Fitts' work at AML was astonishing in terms of both volume and theoretical import (e.g., Fitts, 1947; Fitts & Crannell, 1950; Fitts & Jones, 1947; Fitts, Jones, & Milton, 1950). One excellent example of this research illustrated the new drive to feature the end user as a critical variable in the design of equipment (Fitts & Jones, 1947). Given numerous reports from pilots of problems experienced during instrument-only landings, Fitts and colleagues developed a link analysis procedure in which they recorded and analyzed the visual scan patterns of pilots across the cockpit instrument panel during runway approaches. Their idea was to identify which display instruments (e.g., air-speed indicator, directional gyroscope, altimeter) were viewed most frequently and in which order and then to compare this information to the spatial location of the instruments on the display panel.
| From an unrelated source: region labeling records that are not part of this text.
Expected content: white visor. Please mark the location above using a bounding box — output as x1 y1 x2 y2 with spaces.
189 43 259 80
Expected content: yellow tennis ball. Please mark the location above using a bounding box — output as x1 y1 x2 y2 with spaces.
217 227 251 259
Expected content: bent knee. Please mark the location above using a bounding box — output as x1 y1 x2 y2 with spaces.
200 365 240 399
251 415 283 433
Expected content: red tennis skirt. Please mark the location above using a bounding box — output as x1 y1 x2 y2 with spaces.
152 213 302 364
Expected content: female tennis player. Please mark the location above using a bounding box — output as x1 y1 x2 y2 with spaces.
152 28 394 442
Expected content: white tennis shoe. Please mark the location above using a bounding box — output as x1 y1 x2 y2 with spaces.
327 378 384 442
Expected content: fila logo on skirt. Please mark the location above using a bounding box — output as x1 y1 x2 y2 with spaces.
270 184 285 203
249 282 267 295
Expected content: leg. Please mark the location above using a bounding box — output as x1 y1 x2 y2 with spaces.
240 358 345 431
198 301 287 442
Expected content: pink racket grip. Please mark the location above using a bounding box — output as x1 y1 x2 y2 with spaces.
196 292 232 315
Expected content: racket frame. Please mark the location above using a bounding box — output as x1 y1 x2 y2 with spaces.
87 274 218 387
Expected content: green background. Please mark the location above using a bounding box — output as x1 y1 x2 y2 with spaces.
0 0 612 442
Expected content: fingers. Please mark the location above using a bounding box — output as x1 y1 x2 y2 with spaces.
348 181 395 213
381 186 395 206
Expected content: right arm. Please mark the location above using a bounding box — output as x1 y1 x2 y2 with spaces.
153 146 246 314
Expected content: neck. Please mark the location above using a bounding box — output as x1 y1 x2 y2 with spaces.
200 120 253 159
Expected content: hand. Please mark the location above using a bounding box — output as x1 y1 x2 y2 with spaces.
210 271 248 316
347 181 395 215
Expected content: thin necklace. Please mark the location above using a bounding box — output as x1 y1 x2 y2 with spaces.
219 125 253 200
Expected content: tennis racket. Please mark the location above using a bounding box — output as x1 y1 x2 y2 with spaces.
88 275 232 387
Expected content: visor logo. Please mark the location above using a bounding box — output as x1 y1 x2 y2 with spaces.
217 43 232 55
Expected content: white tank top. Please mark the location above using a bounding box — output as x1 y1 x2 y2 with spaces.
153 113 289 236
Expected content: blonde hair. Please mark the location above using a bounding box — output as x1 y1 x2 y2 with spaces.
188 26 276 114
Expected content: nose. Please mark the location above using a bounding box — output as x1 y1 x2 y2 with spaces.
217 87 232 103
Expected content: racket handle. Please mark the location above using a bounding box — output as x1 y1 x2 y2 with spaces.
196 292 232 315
The results showed that the greatest proportion of total gaze shifts occurred between two specific displays: the cross-pointer and the directional gyroscope. The problem was that a third instrument, the air-speed indicator, was situated directly between these two displays. Fitts and colleagues argued that this arrangement could be the reason for the reported pilot confusion (i.e., from what would now be referred to as a visual distractor) and that a simple repositioning of the display elements would solve the problem. This link analysis protocol, in which link values are established among elements within an environment and then used to best position those elements (i.e., such that the highest calculated link values are closest together), is still used today in the design of work environments ranging from data-entry systems to restaurants and bars.

As evidenced from these studies on scan patterns, Fitts was initially interested in how processing limitations in the human visual system had the capacity to constrain performance. In a series of studies run concomitantly with the link analysis work, Fitts investigated the accuracy of no-vision reaching movements to targets that were situated in various three-
dimensional locations in space. These were some of the first attempts by Fitts to explore goal-directed aiming movements and served as the forerunners for the seminal information transfer work that was to follow (and subsequently give rise to Fitts' law).